Diensttagebuch

Day 1913 (27 Mar 2024)

More latex tricks for spacing and references

\autoref is like \ref but it adds the word, not just the number. 3.2 -> Figure 3.2 : cross referencing - What’s the difference between \ref and \autoref? - TeX - LaTeX Stack Exchange

j

Day 1902 (16 Mar 2024)

Latex trivial TODO command

Wrapping stuff in this command makes it stand out; also greppable by TODO which removes the need to remember commands

\newcommand{\TODO}[1]{{\color{magenta}#1}}

Day 1900 (14 Mar 2024)

Locally debugging Huggingface Dataset scripts

Previously:

240218-2049 Huggingface dataset build configs

Instead of committing etc. every time, one can clone the dataset path locally through git and then point load_dataset() to that local folder with the dataset script file!

Day 1899 (13 Mar 2024)

Huggingface Hub prefers zip archives because they support streaming

Random nugget from Document to compress data files before uploading · Issue #5687 · huggingface/datasets:

gz, to compress individual files

zip, to compress and archive multiple files; zip is preferred rather than tar because it supports streaming out of the box

(Streaming: https://huggingface.co/docs/datasets/v2.4.0/en/stream TL;DR don’t download the entire dataset for very large datasets, add stream=true to the load_dataset() fn)

Day 1877 (20 Feb 2024)

Latex has paragraphs and subparagraphs

Til from NASA’s (!) docs¹ that there are two sub-levels after subsubsection:

\subsubsection{Example Sub-Sub-Section}
\label{sec:example-subsubsection}

\ref{sec:example-subsubsection} is an example of \texttt{subsubsection}.

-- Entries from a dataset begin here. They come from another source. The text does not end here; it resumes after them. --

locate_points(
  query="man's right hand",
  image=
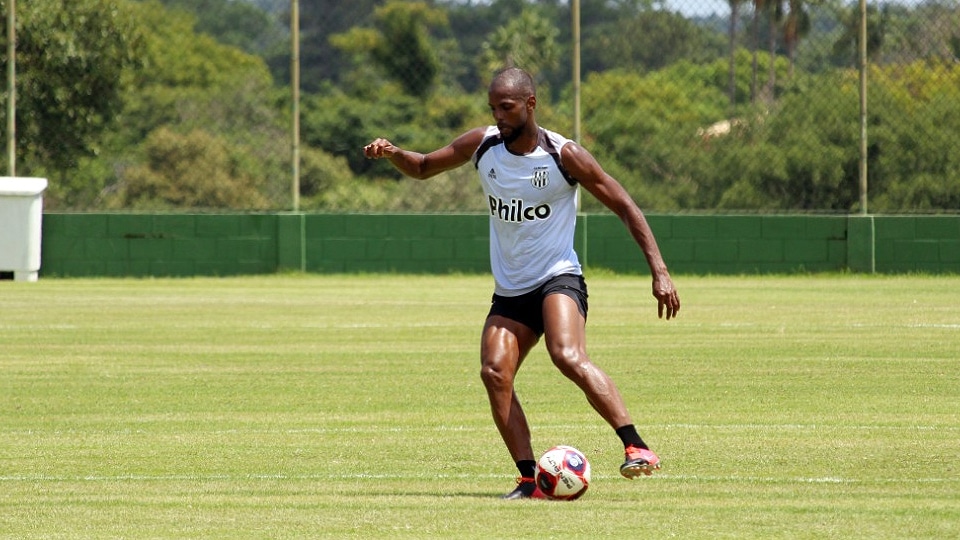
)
(380, 148)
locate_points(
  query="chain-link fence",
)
(694, 105)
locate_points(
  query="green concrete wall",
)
(231, 244)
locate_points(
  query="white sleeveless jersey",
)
(533, 212)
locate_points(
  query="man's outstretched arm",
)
(417, 165)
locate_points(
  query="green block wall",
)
(158, 245)
(230, 244)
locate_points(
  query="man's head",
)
(512, 98)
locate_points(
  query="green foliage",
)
(649, 40)
(71, 58)
(914, 163)
(655, 105)
(198, 170)
(206, 93)
(528, 41)
(641, 127)
(400, 44)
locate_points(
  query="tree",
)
(71, 58)
(528, 41)
(795, 26)
(400, 44)
(732, 51)
(197, 170)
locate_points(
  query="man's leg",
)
(565, 334)
(504, 344)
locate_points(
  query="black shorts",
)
(527, 308)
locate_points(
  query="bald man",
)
(531, 177)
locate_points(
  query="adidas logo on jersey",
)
(515, 212)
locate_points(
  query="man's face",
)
(510, 111)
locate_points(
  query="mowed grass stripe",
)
(350, 407)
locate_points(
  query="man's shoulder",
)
(491, 138)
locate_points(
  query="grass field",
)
(350, 407)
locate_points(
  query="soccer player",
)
(530, 177)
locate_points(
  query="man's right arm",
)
(417, 165)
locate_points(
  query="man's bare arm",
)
(421, 166)
(584, 167)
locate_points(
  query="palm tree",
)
(734, 17)
(795, 27)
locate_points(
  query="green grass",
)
(351, 407)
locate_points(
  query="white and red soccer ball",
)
(563, 473)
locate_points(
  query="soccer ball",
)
(563, 473)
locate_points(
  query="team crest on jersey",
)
(541, 177)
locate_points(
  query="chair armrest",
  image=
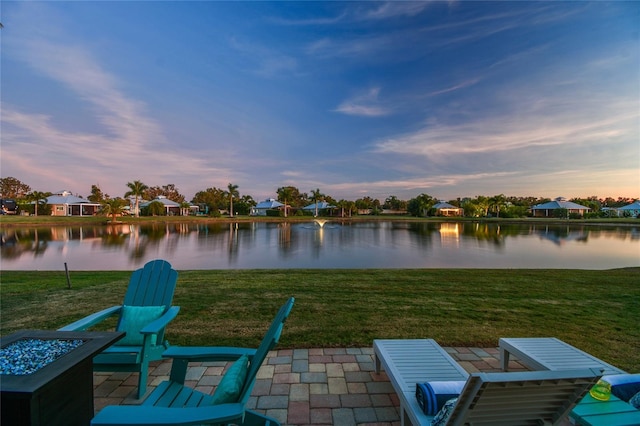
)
(91, 320)
(144, 415)
(207, 353)
(155, 326)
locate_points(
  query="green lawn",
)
(597, 311)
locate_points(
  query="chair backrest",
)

\paragraph{Example Paragraph}
\label{sec:example-paragraph}

\ref{sec:example-paragraph} is an example of \texttt{paragraph}.

\subparagraph{Example Sub-Paragraph}
\label{sec:example-subparagraph}

\ref{sec:example-subparagraph} is an example of \texttt{subparagraph}.

I so needed them!

LaTeX Sections — NASA-LaTeX-Docs documentation ↩︎

Things I'll do different next time when creating datasets

Day 1875 (18 Feb 2024)

Huggingface dataset build configs

Goal: create multiple dataset configs for 231203-1745 Masterarbeit LMentry-static-UA task.

Example: datasets/templates/new_dataset_script.py at main · huggingface/datasets
Tutorial: Builder classes
- One example they give: https://huggingface.co/datasets/frgfm/imagenette/blob/main/imagenette.py

Developing:

One can in _URLS provide paths to local files as well, to speed up development!

It’s not magic dictionaries, it’s basically syntax known to me (with Features etc.) which is neat!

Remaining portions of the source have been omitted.